Le Sénat dominé par l'opposition de droite a voté jeudi l'extension pour la fraude sociale d'une expérimentation lancée il y a un an visant à collecter des données sur les réseaux sociaux pour détecter des fraudes fiscales.

Le Sénat, qui examine en première lecture le projet de budget de la Sécurité sociale, a voté à main levée un amendement de la sénatrice centriste Nathalie Goulet, dont le gouvernement avait demandé le retrait. Selon la sénatrice de l'Orne, « on ne prend pas la mesure de l'enjeu » de la fraude sociale - fraudes aux cotisations comme aux prestations. « C'est comme si vous jouiez au basket avec les règles du football », a-t-elle dit. « On a besoin d'intensifier la lutte contre la fraude sociale et on a besoin pour cela de recourir aux nouvelles technologies, notamment sur les réseaux sociaux », a appuyé Michel Canevet (centriste).

L'amendement vise à dupliquer pour la fraude sociale l'expérimentation mise en place par le projet de loi de finances pour 2020, pour trois ans, au sein de l'administration fiscale et des douanes.

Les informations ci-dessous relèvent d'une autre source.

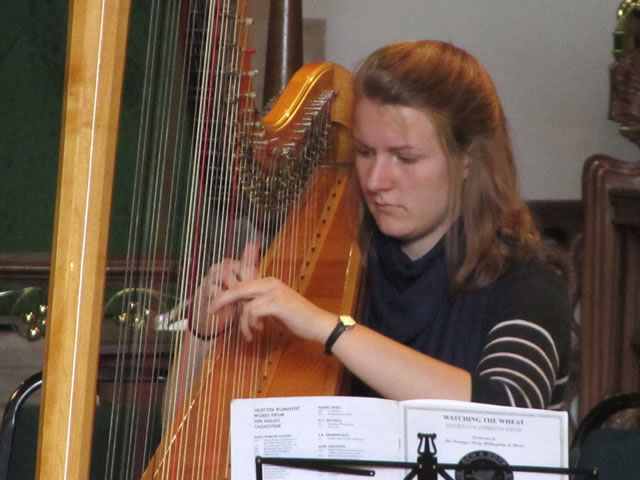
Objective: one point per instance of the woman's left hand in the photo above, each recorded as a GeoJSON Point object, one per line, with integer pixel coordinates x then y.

Celle-ci peut collecter et exploiter les données librement accessibles sur les réseaux sociaux et les plateformes numériques (par exemple Facebook, Le Bon Coin, Twitter, etc.).

« Des dispositifs lourds à mettre en œuvre »

Pour le secrétaire d'Etat Adrien Taquet, qui souhaitait le retrait de cet amendement, il ne s'agit pas « d'une opposition de principe, bien au contraire, de la part du gouvernement, à ce que nous disposions de tous les outils de lutte contre la fraude fiscale, sociale et douanière », mais d'un « principe de réalité ». « Il faut juste bien avoir en tête que ce sont des dispositifs lourds à mettre en œuvre », a-t-il souligné, mettant en garde contre le fait qu'une extension immédiate à la fraude sociale « puisse ralentir l'expérimentation qui est en cours ».

A gauche, Fabien Gay (CRCE à majorité communiste) a appelé à la lutte « contre l'ensemble des fraudes, en commençant par celles qui nous coûtent le plus cher ». « On peut s'attaquer à la fraude au RSA, c'est vrai ça existe, c'est 800 millions d'euros, mais par exemple la fraude à l'impôt sur les sociétés, (c'est) 27 milliards d'euros », a-t-il souligné.

Le Sénat a par ailleurs voté un amendement PS visant à lutter contre le non recours aux aides existantes. Entre 32 et 44% des potentiels bénéficiaires de la CMU passeraient ainsi à côté, selon Bernard Jomier. L'amendement prévoit que l'accès à un dispositif déclencherait automatiquement l'examen de l'éligibilité aux autres prestations. Tout en affirmant que le gouvernement partageait « pleinement » son objectif, M. Taquet a fait valoir que le « dispositif se heurte à un certain nombre d'impossibilités matérielles », l'administration ne disposant pas des informations pour répondre « à cette promesse de systématisation que porte cet amendement ».